I’m not convinced he learned anything from that run-in with Martin’s fans apart from how to turn his comments off on potentially incendiary posts. This is exactly the same as claiming High Noon and Unforgiven are identical films because they both feature gunfights, six-shooters and sherriffs. They are both small-town westerns, yes, but a world apart in their presentation of character, their investigation of morality, their approach to violence, right down to the manner in which they are shot and edited. Both great films, incidentally. Likewise, Martin and Tolkein both write epic fantasy, but their approaches are nothing alike. Martin was an innovator in his use of realistic dialogue, in the gritiness (a term that has itself become a cliche, but still) of his world, in his ruthlessness towards his characters, in his tight focus on single points of view to tell the story. Epic fantasy can be bland and derivative, for sure, but to fail to notice the difference between Martin and Tolkein is poor criticism.
“The problem here is that the vast majority of fantasy fans simply have no interest in innovation. If fantasy authors were to hear Chadbourn’s rallying cry I suspect that the result would be a decrease in sales across the genre.

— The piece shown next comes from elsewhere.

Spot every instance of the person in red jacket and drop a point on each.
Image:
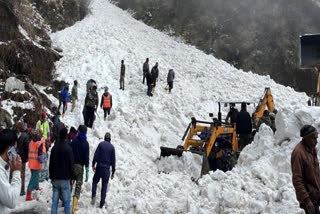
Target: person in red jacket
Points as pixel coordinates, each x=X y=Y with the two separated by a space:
x=106 y=102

The problem is not with the world of RPGs or lazy authors, it is the audience and until someone finds a way of evolving the tastes of that audience, the market will reward the writers who are able to pleasingly re-arrange old ideas and not those who present us with new ones.”
To me this both patronises and misses the point in equal measure. The majority of readers of any genre have little interest in innovation. They want to read/play/see something that’s just like the last thing they liked. That’s what a genre is. That’s what a popular market is. The same is true of crime writing, of chick-lit, of westerns, romance, black-ops action, and pretty much everything else. Sci-fi is perhaps the one exception because, more than any other, it is the genre of new ideas. But even there, anything very successful always spawns a great slew of unimaginative imitations, and the more successful, the more it’ll be imitated. Epic fantasy is, in book terms, extremely successful and so it tends also to be conservative. But that doesn’t mean you can’t offer something new while still working within the form. And it doesn’t mean that readers are too dumb to appreciate something new if you present it to them in a familiar framework, in a form that appeals.
Of course you need innovators. Of course you need the new, the bold, the wildly imaginative. There’s a daring romance to throwing caution to the wind, and it’s important to push the boundaries. But you can’t expect to shift shed loads of units that way, and you shouldn’t bitch when you don’t. Those who tend to achieve lasting commercial success are those who, like Martin, carefully combine a few new ideas with the familiar, and send the genre in a slightly different direction, usually spawning their own generation of imitators in the process.
The fact is, for the vast majority of readers (and I think I probably count myself among them), too much innovation is boring. Too much innovation is pretentious. Too much innovation is … wank.